Gray Matter: 'The Jedburghs'

Monday, July 17, 2006

"The Jedburghs," a volume of narrative history, appeared in print some months ago with much less fanfare than it deserved.

The book is available at your local library, on-line, or through any good book store - locally, that means The Bookseller. It is the WW II story of a Special Forces unit made up of American, British and French volunteers who parachuted, in teams of three, behind the German lines to assist with the recapture of France in 1944. These remarkable young men were trained surreptitiously in England where they blended in with the rest of the forces, always affable, but very tight-lipped about their mission. Come "D-Day", June 5, 1944, that mission became evident. Forming three-man teams, one from each country, they were trained and equipped to aid the French Resistance in subduing the German forces, thus easing the way for the advancing Allies.
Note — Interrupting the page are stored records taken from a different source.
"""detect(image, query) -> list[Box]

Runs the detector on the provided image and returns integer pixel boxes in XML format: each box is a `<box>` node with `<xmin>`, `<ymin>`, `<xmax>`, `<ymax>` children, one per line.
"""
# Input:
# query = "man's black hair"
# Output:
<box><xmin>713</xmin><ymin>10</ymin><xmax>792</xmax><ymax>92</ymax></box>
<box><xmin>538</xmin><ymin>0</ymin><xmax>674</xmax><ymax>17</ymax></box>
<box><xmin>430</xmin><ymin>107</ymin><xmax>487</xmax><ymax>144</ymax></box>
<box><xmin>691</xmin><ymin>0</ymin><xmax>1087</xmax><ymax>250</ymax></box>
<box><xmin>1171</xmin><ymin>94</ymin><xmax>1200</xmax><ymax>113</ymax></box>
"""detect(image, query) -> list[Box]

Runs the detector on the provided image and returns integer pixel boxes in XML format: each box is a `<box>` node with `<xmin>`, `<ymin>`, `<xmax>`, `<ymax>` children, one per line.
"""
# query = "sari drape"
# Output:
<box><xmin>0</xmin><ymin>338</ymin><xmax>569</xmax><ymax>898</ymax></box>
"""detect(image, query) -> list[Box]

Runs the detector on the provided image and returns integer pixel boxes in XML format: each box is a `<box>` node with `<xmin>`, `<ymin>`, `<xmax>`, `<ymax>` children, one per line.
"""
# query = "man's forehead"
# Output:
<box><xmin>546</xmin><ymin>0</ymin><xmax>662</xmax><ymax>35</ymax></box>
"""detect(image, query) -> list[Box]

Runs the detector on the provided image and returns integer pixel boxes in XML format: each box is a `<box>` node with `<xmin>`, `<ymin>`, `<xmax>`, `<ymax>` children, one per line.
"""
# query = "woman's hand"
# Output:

Retired army officer Lt. Col. Will Irwin, a native of Marcus, Iowa, is the author of this remarkable book. The name doesn't ring an immediate bell with most of us for we remember only Wyman Irwin, eldest son of Cecil and Bonnie, graduate of Marcus Schools, Class of '68. It develops that when he was asked his name upon first reporting for army duty, he replied, in the approved manner, "Wyman William Irwin". The commanding officer requested that he repeat his name a couple of times and then summarily announced, "I've never heard of that first name and I'll never remember it. From now on you will be Will." In true army style, that was that!

Wyman, I mean Will, was an engineering student at the University of Nebraska at Omaha in the early '70s when the draft lottery was held. As his was a low number, he chose to go for a three-year enlistment, thus giving himself some choice in the direction he would take. He was first sent to Ft. Ord, CA for his brief initial training with every intention of returning to Omaha to continue his education. But fate intervened when he was chosen for Army Airborne at Ft. Bennington, GA.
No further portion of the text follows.